MANILA, Philippines — Senator Win Gatchalian on Saturday vowed to push for an oversight review of the Enhanced Basic Education Act of 2013 or the K-12 law, should he win another term in the Senate.
In a statement, Gatchalian said the implementation of the K-12 program is hounded by challenges, including a congested curriculum and inadequate preparation and training for teachers.
“Patuloy nating susuriin ang mga naging kakulangan sa K to 12 program upang matiyak na naaabot natin ang mga layunin nitong makapaghatid ng dekalidad na edukasyon,” said Gatchalian, who chairs the Senate Committee on Basic Education, Arts and Culture.
(We will continue to analyze the shortcomings of the K to 12 program in order to ensure that we are achieving its aim of providing a quality education.)
“Maliban sa pagsusuri sa K to 12 program, patuloy nating isusulong ang mga reporma upang matiyak na hindi napag-iiwanan ang ating mga mag-aaral pagdating sa dekalidad na edukasyon tungo sa mas maayos na trabaho,” he added.
(Other than studying the K to 12 program, we will also push for reforms to ensure that our students are not lagging behind in terms of quality education, which would lead to them having decent work.)
The senator also mentioned the results of the 2018 Programme for International Student Assessment (PISA), which showed that the Philippines scored lowest in Reading out of 79 countries. The Philippines also got the second lowest scores in Science and Mathematics.
The teachers’ readiness to implement policies such as the Mother Tongue-Based Multilingual Education (MTB-MLE) is another challenge, said Gatchalian.
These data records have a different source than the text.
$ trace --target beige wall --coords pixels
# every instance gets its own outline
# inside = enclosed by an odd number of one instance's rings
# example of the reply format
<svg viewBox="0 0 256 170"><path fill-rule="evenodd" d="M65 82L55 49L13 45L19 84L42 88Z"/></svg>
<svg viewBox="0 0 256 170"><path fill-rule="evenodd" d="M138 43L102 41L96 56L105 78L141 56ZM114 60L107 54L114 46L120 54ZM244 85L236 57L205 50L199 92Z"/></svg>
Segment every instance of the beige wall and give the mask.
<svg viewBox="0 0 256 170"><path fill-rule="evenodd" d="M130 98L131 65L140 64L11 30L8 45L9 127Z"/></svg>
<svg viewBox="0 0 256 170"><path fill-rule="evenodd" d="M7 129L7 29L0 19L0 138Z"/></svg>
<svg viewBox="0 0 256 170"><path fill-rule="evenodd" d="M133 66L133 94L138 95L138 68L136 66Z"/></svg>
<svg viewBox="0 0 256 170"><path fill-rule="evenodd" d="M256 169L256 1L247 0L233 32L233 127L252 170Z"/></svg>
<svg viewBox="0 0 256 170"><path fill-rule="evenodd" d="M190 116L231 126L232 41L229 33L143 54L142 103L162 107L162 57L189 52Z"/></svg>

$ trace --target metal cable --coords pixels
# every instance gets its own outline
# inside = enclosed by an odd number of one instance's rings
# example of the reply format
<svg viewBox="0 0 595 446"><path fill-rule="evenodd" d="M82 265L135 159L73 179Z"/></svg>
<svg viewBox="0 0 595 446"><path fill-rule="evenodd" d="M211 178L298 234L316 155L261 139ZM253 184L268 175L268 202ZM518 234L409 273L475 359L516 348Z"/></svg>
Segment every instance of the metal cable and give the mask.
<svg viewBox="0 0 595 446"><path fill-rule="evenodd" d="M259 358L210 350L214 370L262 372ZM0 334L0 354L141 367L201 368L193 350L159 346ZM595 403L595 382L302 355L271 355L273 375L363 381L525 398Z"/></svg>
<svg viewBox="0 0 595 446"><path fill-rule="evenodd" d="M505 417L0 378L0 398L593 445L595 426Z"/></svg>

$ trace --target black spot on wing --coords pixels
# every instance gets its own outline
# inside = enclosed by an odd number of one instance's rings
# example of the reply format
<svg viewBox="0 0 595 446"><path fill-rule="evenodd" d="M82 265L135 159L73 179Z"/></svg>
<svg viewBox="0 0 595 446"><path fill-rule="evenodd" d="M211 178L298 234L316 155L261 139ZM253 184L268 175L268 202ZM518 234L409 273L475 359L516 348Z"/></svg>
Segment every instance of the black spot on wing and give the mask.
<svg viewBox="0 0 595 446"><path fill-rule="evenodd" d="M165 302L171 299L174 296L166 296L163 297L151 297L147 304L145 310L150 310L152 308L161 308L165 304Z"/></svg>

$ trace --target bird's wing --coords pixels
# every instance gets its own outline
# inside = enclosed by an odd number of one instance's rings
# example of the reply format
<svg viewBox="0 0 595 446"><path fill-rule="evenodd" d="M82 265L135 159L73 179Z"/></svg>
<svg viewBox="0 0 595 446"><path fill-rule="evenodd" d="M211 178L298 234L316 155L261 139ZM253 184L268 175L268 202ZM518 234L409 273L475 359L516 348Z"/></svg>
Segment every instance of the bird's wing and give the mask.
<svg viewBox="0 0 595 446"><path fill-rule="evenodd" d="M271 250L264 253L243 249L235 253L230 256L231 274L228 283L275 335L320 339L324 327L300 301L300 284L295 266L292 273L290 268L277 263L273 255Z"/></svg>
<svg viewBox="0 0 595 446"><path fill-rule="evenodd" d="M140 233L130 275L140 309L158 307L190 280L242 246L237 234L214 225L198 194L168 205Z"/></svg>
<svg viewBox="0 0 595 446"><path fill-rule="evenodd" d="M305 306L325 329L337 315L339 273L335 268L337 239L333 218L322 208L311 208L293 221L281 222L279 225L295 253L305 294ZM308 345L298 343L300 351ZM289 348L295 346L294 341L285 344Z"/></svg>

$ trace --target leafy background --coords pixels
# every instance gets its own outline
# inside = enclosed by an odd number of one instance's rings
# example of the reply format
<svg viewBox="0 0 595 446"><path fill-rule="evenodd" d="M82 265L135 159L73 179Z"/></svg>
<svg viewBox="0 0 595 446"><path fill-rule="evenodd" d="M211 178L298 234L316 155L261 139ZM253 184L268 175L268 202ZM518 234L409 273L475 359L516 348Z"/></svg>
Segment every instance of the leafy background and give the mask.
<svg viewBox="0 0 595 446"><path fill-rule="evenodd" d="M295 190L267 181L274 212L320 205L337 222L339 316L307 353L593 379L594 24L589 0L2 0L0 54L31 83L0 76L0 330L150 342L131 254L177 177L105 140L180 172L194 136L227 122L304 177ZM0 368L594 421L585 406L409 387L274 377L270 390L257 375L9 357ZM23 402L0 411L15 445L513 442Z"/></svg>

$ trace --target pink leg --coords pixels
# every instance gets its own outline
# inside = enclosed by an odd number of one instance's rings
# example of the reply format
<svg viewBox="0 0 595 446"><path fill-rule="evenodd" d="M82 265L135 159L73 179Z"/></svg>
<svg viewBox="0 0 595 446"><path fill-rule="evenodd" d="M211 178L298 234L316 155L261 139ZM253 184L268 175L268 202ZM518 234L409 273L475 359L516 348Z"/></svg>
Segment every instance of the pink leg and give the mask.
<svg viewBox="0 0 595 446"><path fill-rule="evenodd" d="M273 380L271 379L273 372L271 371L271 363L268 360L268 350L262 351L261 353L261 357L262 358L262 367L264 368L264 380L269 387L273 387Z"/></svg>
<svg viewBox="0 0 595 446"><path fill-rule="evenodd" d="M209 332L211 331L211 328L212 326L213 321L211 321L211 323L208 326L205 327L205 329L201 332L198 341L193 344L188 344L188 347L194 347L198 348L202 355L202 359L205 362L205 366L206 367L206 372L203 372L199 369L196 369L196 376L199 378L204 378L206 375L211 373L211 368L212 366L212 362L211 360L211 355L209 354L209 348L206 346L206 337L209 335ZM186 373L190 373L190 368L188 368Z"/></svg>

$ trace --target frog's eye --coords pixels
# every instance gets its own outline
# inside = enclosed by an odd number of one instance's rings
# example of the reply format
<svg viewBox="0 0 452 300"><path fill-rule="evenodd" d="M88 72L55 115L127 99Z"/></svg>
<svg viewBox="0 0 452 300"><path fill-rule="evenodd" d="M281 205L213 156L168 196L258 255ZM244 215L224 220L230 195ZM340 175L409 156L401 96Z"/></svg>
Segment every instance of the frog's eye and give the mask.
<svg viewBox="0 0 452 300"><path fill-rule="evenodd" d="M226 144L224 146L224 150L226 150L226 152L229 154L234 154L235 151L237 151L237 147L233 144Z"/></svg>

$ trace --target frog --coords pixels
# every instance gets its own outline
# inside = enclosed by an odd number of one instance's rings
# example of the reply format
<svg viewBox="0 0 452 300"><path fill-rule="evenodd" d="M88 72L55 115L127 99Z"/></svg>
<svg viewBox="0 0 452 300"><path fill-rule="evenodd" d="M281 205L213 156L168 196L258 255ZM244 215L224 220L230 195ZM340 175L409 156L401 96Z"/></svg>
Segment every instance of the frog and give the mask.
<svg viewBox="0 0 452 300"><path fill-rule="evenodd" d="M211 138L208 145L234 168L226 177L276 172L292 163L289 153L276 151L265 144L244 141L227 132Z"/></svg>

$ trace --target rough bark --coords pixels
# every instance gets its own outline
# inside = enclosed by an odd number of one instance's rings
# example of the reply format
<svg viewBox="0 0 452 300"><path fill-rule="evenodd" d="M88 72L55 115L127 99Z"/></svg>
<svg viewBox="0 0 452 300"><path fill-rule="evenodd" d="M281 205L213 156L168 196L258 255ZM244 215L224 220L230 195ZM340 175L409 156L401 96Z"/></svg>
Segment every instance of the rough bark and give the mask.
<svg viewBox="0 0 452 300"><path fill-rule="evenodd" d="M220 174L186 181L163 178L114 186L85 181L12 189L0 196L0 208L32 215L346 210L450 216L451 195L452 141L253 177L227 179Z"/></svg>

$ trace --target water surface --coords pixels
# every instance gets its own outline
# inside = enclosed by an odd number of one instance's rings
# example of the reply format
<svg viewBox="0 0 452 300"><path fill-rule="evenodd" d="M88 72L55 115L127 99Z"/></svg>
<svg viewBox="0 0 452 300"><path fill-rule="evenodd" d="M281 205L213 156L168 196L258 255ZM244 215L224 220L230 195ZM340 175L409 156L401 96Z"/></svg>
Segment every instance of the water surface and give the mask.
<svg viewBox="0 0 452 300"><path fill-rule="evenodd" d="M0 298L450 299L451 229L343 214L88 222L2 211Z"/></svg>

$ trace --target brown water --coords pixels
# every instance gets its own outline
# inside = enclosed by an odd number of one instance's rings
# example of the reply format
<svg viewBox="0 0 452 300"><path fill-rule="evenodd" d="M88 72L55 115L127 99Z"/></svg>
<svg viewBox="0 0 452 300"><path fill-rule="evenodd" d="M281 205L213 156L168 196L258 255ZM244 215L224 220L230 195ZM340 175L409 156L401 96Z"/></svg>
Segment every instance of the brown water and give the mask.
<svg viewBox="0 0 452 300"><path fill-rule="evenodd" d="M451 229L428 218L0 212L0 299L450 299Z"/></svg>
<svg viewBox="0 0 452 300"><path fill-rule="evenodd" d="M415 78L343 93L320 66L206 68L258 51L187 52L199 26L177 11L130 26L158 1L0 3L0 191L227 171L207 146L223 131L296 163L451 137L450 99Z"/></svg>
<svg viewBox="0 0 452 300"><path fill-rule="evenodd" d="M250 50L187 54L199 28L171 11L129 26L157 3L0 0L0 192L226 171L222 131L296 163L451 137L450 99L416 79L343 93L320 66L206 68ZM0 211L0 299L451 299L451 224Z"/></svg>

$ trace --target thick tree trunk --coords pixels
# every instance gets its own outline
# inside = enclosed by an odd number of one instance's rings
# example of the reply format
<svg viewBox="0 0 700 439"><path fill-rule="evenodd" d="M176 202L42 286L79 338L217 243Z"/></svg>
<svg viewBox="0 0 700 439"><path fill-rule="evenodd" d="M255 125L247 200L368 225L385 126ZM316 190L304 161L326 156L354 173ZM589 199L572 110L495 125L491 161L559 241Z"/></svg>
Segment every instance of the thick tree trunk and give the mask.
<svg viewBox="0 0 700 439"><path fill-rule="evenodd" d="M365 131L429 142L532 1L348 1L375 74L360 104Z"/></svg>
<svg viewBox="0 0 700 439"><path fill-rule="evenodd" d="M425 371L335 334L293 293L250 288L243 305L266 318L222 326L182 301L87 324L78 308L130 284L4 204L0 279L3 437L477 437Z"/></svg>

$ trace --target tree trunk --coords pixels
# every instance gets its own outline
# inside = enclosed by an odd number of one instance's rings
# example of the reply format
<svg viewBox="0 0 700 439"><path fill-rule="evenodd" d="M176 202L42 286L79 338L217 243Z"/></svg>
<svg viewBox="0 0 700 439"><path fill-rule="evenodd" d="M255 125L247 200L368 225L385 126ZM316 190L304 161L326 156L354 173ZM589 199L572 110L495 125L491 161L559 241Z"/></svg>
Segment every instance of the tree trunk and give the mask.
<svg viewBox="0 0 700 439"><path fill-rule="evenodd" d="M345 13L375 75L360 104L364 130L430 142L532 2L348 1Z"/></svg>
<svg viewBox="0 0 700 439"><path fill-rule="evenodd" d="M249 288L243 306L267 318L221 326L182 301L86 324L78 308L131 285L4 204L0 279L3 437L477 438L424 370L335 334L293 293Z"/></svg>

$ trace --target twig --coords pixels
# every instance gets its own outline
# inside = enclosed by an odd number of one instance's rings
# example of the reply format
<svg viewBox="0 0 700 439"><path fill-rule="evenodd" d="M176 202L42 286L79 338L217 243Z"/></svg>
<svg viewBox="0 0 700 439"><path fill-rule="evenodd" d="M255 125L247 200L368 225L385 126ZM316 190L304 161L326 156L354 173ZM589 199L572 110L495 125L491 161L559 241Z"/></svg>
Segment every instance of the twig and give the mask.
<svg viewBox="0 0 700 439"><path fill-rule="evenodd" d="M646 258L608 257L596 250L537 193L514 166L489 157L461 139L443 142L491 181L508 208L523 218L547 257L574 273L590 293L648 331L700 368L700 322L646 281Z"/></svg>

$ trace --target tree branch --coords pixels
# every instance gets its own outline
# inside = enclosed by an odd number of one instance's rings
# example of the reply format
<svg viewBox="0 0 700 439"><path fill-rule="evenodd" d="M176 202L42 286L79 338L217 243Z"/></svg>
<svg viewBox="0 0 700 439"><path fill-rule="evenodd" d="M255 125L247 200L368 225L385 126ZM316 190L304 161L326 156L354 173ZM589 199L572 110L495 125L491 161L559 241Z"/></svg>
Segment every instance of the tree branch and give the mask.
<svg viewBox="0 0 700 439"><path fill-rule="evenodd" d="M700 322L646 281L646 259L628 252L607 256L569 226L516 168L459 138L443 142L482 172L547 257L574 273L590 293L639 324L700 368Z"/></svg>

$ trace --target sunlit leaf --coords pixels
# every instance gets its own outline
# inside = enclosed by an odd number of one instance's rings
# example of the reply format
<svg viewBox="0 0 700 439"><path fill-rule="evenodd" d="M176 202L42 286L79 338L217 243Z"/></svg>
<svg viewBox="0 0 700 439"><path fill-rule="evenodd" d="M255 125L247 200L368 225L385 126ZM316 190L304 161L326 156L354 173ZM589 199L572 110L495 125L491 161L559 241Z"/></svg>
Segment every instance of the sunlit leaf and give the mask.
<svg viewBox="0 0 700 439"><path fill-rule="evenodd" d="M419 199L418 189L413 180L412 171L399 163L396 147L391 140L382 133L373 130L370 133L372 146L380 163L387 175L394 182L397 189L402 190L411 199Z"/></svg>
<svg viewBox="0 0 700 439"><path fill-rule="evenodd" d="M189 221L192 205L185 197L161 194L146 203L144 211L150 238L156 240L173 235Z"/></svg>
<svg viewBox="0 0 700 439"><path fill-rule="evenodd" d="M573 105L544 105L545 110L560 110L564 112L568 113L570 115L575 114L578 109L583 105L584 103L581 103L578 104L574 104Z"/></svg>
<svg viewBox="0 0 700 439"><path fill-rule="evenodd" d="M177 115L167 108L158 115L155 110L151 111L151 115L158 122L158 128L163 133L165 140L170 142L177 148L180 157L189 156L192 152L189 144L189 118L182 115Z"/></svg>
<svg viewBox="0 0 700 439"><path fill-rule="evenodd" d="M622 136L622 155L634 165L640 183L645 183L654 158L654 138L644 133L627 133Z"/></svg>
A 2019 study by the Philippine Institute for Development Studies (PIDS) noted that among the challenges in implementing the MTB-MLE are inadequacies in school and teacher preparation, as well as the lack of textbooks and learning materials.
The lawmaker also stressed the need to revisit the readiness of senior high school (SHS) graduates for work, especially since the K-12 law aims to boost employment and entrepreneurship.
He noted that a 2020 discussion paper by PIDS showed that based on eight quarters of the Labor Force Survey from July 2018 to April 2020, only a little over 20 percent of SHS graduates entered the labor force and more than 70 percent chose to pursue higher education.
Meanwhile, a 2018 study by PIDS on SHS and the labor market showed that students are not confident that they can get a job after graduating from senior high school, and that even those who passed national certification assessments for the technical-vocational-livelihood strand believe that firms still prefer college graduates.